Maryam Namazie hat am 10. August 2011 auf dem Weltgründungskongress der Freidenker in Oslo, Norwegen gesprochen. Die Veranstaltung wurde vom Internationalen Verbindungskomitee für Atheisten und Freidenker (ILCAF) organisiert und ist mit dem Welthumanistenkongress verbunden, der anschließend in Oslo begann.
Hier ist ihre Rede:
Ich freue mich sehr darüber, den Weltgründungskongress der Freidenker zu unterstützen. Er ist besonders wichtig in einer Welt, in der Religion, Aberglaube sowie archaische Traditionen und Moral freies Denken und freien Ausdruck Tag für Tag unterdrücken.
Heute sehen wir das deutlich am Beispiel des Islam – nicht weil der Islam schlimmer wäre als andere Religionen, sondern weil wir unter dem leben, was ich eine islamische Inquisition nenne.
Unter einer Inquisition ist freies Denken verboten. Selbst eine „persönliche“ Religion zu haben ist unmöglich, schon gar nicht Atheismus. Man kann nicht auswählen wie man möchte. Islamisten werden jeden töten, bedrohen oder nötigen, der Dinge anders interpretiert, der widerspricht, frei denkt oder der gegen ihre Normen verstößt, indem er ein Leben des 21. Jahrhunderts lebt.
Eine der Charakteristiken einer Inquisition ist die Überwachung des Denkens. Zensur ist weit verbreitet, so dass die Todesstrafe verhängt werden kann, weil man ein Buch gelesen hat. Giordano Bruno wurde 1600 wegen Ketzerei auf dem Scheiterhaufen verbrannt; 2011 gibt es zahlreiche Beispiele dafür, dass Menschen aus ähnlichen Gründen getötet werden. Allein in der islamischen Republik Iran steht auf 130 Vergehen die Todesstrafe, einschließlich Blasphemie, Ketzerei, Apostasie und Feindseligkeit gegenüber Gott.
Unter einer Inquisition ist Folter die Regel. Laut ihrem damaligen Handbuch wurden Inquisitoren instruiert, unter keinen Umständen die Unschuld von Angeklagten festzustellen. Dasselbe trifft auf den Islamismus zu. Du bist schuldig. Punkt.
Schuldig des Denkens, Sprechens, Lachens, des Musikhörens, des Liebens und des Atmens.
Die Absicht des Scharia „Justiz“-Systems besteht darin, ein Geständnis hervorzulocken. Unter der Inquisition wurde man auch dann getötet, wenn man gestanden hatte. Ein Geständnis bedeutete lediglich, dass man erwürgt wurde, bevor man verbrannt wurde, anstatt lebendig verbrannt zu werden. Dasselbe trifft auf den Islamismus zu. Er ist eine Tötungsmaschine.

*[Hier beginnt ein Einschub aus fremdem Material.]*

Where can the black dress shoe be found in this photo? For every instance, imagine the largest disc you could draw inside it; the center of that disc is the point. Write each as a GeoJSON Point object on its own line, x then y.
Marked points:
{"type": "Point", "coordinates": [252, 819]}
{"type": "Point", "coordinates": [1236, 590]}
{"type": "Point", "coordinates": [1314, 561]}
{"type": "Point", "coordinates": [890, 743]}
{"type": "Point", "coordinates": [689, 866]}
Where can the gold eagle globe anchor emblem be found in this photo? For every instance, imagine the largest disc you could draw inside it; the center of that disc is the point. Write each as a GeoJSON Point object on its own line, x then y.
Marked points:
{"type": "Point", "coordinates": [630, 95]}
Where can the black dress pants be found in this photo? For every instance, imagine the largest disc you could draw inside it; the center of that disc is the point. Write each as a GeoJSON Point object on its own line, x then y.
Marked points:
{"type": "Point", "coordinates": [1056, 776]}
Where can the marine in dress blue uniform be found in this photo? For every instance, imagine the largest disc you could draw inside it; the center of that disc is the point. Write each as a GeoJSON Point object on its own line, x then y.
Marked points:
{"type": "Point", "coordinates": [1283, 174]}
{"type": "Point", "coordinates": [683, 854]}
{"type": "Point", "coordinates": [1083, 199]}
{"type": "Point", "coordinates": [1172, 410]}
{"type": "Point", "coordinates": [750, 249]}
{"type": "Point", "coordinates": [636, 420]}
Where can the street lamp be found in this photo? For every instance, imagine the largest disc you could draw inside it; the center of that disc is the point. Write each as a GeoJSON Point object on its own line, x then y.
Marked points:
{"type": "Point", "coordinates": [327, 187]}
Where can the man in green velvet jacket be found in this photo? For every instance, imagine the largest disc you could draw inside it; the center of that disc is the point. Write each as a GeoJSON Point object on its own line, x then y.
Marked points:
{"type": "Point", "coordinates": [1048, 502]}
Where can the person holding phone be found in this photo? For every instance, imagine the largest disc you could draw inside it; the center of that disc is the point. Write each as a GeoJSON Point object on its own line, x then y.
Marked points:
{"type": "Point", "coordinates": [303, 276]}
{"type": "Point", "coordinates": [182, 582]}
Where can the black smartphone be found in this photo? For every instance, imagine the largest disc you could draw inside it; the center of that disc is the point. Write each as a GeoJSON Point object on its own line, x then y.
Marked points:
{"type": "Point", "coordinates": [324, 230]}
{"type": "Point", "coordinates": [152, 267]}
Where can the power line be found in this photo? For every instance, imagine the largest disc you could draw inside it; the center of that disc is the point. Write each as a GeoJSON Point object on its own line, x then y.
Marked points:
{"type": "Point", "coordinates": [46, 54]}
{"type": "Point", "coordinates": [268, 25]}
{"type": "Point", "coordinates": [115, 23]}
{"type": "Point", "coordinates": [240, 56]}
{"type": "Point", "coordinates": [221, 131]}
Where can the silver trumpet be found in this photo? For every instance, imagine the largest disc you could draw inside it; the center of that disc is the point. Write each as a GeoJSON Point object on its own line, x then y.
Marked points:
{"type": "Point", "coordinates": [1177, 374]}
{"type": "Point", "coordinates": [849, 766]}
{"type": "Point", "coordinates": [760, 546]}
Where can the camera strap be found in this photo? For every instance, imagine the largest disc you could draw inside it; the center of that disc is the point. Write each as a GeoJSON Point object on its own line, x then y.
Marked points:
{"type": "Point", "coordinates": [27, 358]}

Das Scharia-Recht ist darauf ausgerichtet, den Massen die verwerfliche Natur des Widerstands und des Freidenkertums beizubringen.
Religion im Allgemeinen und der Islam im Besonderen werden freies Denken (wenigstens zum Nennwert, wenn das möglich sein sollte) nur erlauben, wenn sie in eine Ecke und aus der Öffentlichkeit heraus geschoben worden sind – wenn sie gezwungen worden sind, Suppenküchen zu betreiben, anstelle von Schulen, Gerichten und islamischen Gruppen.
Es ist der Unterschied zwischen dem Christentum heute und dem während der Inquisition (auch wenn das Christentum immer noch eine riesige Rolle dabei spielt, freies Denken zu unterdrücken, Aberglauben zu verbreiten und Schaden zu verursachen, obgleich in Europa weniger sichtbar).
Ein Kampf für freies Denken ist ganz klar ein Kampf gegen den Islamismus und die Inquisition dieses Zeitalters. Es ist auch ein Kampf gegen Religion im Allgemeinen und für die vollständige Trennung der Religion vom Staat, vom Bildungssystem und vom Rechtssystem. Eine säkulare Gesellschaft ist die Mindestvoraussetzung für eine Gesellschaft, in der freies Denken kein Verbrechen ist. Vor allem, da freies Denken meist eine Herausforderung für religiöse Dogmen und das, was tabuisiert ist, darstellt.
Es ist wichtig festzustellen, dass ein Kampf gegen den Islamismus und die ablehnende Rolle der Religion bezüglich des freien Denkens kein Kampf gegen Muslime ist; es ist die Verteidigung der Rechte jedes Einzelnen, ohne Furcht und Einschüchterung so zu denken wie sie es wollen. Vergessen Sie nicht, Muslime oder jene, die so bezeichnet werden, sind die ersten Opfer des Islamismus und viele stehen in der ersten Reihe im Kampf gegen ihn. Nirgendwo ist die Opposition gegen Islamismus und Scharia größer als in Ländern unter islamischer Herrschaft.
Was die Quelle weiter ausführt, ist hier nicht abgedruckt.